UK-US Trade Deal Could Divert £45 Billion From NHS Care by 2036

When the UK government signed its pharmaceuticals agreement with the United States last December, it was framed as a landmark moment for British life sciences, zero tariffs on pharmaceutical and medical device exports, and closer transatlantic cooperation on drug development. What went largely unexamined at the time was the other side of the ledger.

A new analysis published in The BMJ suggests the deal commits the NHS to a decade of steadily rising medicine costs, with as much as £45 billion diverted from other care by 2036 unless the Treasury finds new money to cover the gap. For a sector already watching every pound of NHS and local authority spending, that is not a footnote. It is the story.

The mechanics are technical but the consequences are not. From April 2026, the National Institute for Health and Care Excellence was instructed to raise its cost-effectiveness threshold for new medicines from £20,000 to £30,000 per quality-adjusted life year, up to a new band of £25,000 to £35,000. 

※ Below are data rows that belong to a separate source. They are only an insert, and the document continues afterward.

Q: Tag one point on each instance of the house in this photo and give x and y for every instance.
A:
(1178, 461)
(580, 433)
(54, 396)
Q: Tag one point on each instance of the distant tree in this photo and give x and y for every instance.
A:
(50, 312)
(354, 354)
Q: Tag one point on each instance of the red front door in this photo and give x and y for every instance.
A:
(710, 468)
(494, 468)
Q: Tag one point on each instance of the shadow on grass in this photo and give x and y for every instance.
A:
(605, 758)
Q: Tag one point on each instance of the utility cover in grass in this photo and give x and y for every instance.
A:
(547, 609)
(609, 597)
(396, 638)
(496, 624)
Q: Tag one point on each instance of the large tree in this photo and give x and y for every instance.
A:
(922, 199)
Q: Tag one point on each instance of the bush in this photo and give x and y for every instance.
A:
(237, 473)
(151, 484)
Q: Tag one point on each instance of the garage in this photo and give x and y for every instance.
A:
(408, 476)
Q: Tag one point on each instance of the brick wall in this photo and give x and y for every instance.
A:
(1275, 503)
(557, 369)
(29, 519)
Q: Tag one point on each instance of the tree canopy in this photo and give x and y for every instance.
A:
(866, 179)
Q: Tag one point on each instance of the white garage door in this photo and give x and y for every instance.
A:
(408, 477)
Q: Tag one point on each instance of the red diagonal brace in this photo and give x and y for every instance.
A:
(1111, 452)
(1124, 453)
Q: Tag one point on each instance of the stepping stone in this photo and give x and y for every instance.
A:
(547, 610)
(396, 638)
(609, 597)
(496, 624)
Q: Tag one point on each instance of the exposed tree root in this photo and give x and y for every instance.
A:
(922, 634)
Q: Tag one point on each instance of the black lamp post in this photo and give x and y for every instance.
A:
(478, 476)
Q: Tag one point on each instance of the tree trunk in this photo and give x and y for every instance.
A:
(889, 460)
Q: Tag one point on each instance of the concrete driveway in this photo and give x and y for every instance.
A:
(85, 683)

At the same time, the voluntary scheme that limits NHS spending on branded medicines through industry rebates has been loosened considerably, with the rebate rate cut from 23% to 14.5%. Together, these changes commit the government to more than doubling NHS spending on new medicines as a share of GDP, from 0.3% today to at least 0.6% by 2036. The BMJ analysis puts the additional annual cost to the English NHS at roughly £8.8 billion a year by that point, with a cumulative bill approaching £45 billion.

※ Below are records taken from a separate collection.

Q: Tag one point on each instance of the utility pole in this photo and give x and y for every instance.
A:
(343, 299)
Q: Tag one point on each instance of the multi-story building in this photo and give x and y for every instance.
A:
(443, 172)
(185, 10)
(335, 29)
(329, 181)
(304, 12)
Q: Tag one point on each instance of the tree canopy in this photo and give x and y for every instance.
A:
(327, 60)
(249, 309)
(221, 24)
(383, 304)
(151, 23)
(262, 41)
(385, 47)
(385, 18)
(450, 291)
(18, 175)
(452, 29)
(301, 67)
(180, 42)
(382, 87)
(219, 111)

For readers of this publication, the sharper concern sits downstream of the NHS balance sheet. The BMJ authors modelled the effect on English local authority data and found that every £1 billion the NHS is forced to find for this deal increases the cost of publicly funded adult social care by roughly £118 million, driven by rising morbidity as other services are squeezed to pay for medicines. That is a familiar pattern to anyone tracking how funding pressure moves through the system. Innovative Care News has previously covered how training gaps in dementia care are already straining a workforce operating with too little support, and the prospect of further indirect cost transfer into social care budgets will do nothing to close that gap.

The BMJ analysis does not stop at cost. It estimates that reduced spending on other NHS interventions could increase excess preventable deaths by 229,000 by 2036, a figure the authors say exceeds the toll of the COVID-19 pandemic between March 2020 and June 2022. Factor in the indirect effect on social care and that figure rises to 291,000, concentrated among people with cardiovascular, respiratory and gastrointestinal disease, and cancer. NICE itself estimates the raised thresholds will unlock only two to five additional medicines a year for approval, since the regulator already approves more than 90% of what it evaluates. The likelier effect, in other words, is not broader access but higher prices for medicines that were reaching patients regardless.

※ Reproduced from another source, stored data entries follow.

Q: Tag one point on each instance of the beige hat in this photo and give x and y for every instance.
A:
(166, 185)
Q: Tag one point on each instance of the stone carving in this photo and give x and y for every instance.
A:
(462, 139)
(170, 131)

The Department of Health and Social Care has carried out its own impact assessment of the deal, but has not published it. The BMJ authors are calling for that document, along with the full terms of the agreement, to be released for parliamentary scrutiny. It is a demand that echoes a wider pattern this publication has tracked in recent months, from the disputed terms of the NHS Federated Data Platform contract to the broader question of how much visibility commissioners and the public actually have into deals struck on the NHS’s behalf. Our earlier coverage of the data platform dispute and its unresolved legacy raised similar concerns about decisions made with limited public accountability. The pharmaceuticals deal’s economic case has also weakened since it was signed. A US Supreme Court ruling has since cut the tariffs the agreement was designed to avoid from 100% to 10%, meaning the projected NHS costs are expected to exceed the entire annual value of UK medical exports to the United States before 2031.

None of this plays out in isolation. NHS trusts and technology providers are already under pressure to demonstrate value for money on far smaller sums than these, as seen in the scrutiny applied to initiatives such as the MHRA’s new AI sandbox for catching adverse drug reactions, which is itself aimed at reducing a £2 billion annual cost to the NHS. A £45 billion structural commitment dwarfs that entirely, and it arrives at a moment when other vulnerable groups, including children waiting for mental health and SEND support, are already competing for the same constrained pool of NHS funding. If medicine spending continues to rise on the trajectory this deal sets out, commissioners should expect that competition to intensify rather than ease.

The pharmaceuticals deal was sold as a growth story for UK life sciences. What the BMJ analysis makes clear is that it is also, quietly, a redistribution story, one in which the NHS absorbs the cost and adult social care inherits the overspill. Until the government publishes its own impact assessment, providers and commissioners are left estimating the damage from the outside.